Romney slammed the Obama administration for not funding next year’s budget for the D.C. Opportunity Scholarship Program, created by Congress in 2004 as the first and only vehicle to provide federal money for private-school vouchers for low-income children. He said he wants to expand the program to make it a “national showcase.”
A 2010 study by the Department of Education found “no conclusive evidence” that the D.C. program improved achievement, noting that students with vouchers had reading and math test scores that were statistically similar to the scores of students without them, although they were more likely to graduate from high school.
Congressional supporters of the program, including House Speaker John A. Boehner (R-Ohio) and Sen. Joseph I. Lieberman (I-Conn.), have been pushing the administration to fund the vouchers.
But the president believes the vouchers drain resources from public schools and do not help most students, James Kvaal, policy director for the Obama campaign, told reporters Wednesday. “Vouchers, which might serve a small number of students, will do nothing for the vast majority of students left behind in public schools,” he said.
Teachers unions are steadfastly opposed to vouchers.
“What Romney fails to understand is that when teachers and public schools have the resources they need, students win,” said Randi Weingarten, president of the American Federation of Teachers. “Real public education improvement comes from teachers, administrators, parents and communities rolling up their sleeves and working together to help all kids, not just some kids, succeed.”
The idea of vouchers, which has floated around for decades, began gaining traction across the country in 2010 after Republicans won majorities in several state legislatures. Louisiana, Indiana and other states have passed programs that allow poor and even middle-income children to use state tax dollars for private-school tuition. Some legal challenges have arisen regarding the constitutionality of giving public money to private religious schools.

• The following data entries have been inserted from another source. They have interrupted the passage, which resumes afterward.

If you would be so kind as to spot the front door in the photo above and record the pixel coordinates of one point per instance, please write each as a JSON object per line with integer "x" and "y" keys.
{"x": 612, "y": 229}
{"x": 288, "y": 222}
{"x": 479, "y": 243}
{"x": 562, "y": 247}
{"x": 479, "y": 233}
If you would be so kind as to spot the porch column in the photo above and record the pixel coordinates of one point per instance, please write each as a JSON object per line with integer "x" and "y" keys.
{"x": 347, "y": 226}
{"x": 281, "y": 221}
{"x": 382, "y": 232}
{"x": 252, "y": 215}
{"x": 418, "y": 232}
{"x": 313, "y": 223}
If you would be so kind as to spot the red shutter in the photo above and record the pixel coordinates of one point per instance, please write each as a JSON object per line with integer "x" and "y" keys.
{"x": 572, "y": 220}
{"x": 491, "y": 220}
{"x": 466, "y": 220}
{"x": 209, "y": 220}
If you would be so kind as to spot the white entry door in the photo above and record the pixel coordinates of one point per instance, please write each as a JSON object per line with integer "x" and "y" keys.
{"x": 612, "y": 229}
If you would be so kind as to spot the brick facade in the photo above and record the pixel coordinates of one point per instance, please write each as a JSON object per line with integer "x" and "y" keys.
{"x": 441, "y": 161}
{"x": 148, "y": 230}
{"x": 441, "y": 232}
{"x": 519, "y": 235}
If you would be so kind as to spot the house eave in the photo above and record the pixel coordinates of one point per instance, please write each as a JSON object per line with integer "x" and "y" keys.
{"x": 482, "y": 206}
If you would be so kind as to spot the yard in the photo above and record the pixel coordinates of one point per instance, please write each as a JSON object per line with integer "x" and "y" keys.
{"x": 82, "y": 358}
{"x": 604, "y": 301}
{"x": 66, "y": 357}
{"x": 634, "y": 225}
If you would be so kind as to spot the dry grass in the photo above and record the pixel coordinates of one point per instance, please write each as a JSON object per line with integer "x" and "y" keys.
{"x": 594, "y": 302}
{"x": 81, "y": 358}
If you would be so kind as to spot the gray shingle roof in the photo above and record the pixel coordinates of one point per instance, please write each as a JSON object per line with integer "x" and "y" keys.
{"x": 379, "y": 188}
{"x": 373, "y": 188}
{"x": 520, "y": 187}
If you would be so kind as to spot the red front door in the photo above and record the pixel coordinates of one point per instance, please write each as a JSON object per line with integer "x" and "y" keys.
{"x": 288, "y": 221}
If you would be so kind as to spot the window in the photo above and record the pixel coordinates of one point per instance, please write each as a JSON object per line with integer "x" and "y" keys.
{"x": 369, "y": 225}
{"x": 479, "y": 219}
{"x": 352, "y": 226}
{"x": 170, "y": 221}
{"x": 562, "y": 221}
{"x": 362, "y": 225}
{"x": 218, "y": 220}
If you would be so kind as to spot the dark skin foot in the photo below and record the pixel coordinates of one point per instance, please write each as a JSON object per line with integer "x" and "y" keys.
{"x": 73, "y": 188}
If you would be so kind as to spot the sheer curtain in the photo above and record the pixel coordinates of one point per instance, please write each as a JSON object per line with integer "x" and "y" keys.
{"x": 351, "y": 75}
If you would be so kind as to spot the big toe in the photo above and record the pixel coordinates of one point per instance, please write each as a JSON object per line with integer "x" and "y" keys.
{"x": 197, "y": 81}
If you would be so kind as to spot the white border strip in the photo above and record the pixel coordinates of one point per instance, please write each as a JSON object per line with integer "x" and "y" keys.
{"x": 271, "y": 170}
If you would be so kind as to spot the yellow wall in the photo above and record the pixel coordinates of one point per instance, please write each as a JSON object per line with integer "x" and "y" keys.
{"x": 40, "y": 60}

The Friedman Foundation for Educational Choice, created by the late economist and free-market advocate Milton Friedman, welcomed the introduction of vouchers into the presidential campaign. “If you want to dramatically improve education, you have to give all parents the freedom to choose,” said Susan L. Meyers, a spokeswoman for the foundation.
In his speech, Romney lashed out at teachers unions, which he said are entrenched interests opposed to common-sense reforms.
“When your cause in life is preventing parents from having a meaningful choice or children from having a real chance, then you are on the wrong side,” he said. “You might even be in the wrong vocation, because good teachers put the interests of children first.”
This week, Romney announced a team of education advisers that includes Rod Paige, a former education secretary who drew fire in 2004 when he called the National Education Association, the largest teachers union, a “terrorist organization.”
Romney also attacked Obama for his connections to the politically powerful unions, saying the president is talking about reform while “indulging” the groups that are blocking it. “He can’t be the voice of disadvantaged public school kids and the protector of special interests,” Romney said. “We have to stop putting campaign cash ahead of our kids.”
Teachers union leaders were attending a conference Wednesday to discuss ways to work with management to improve schools. “His speech demonstrates a complete disdain for public schools and educators,” said NEA President Dennis Van Roekel. “He’s completely out of touch with what is happening in schools and classrooms across the country.”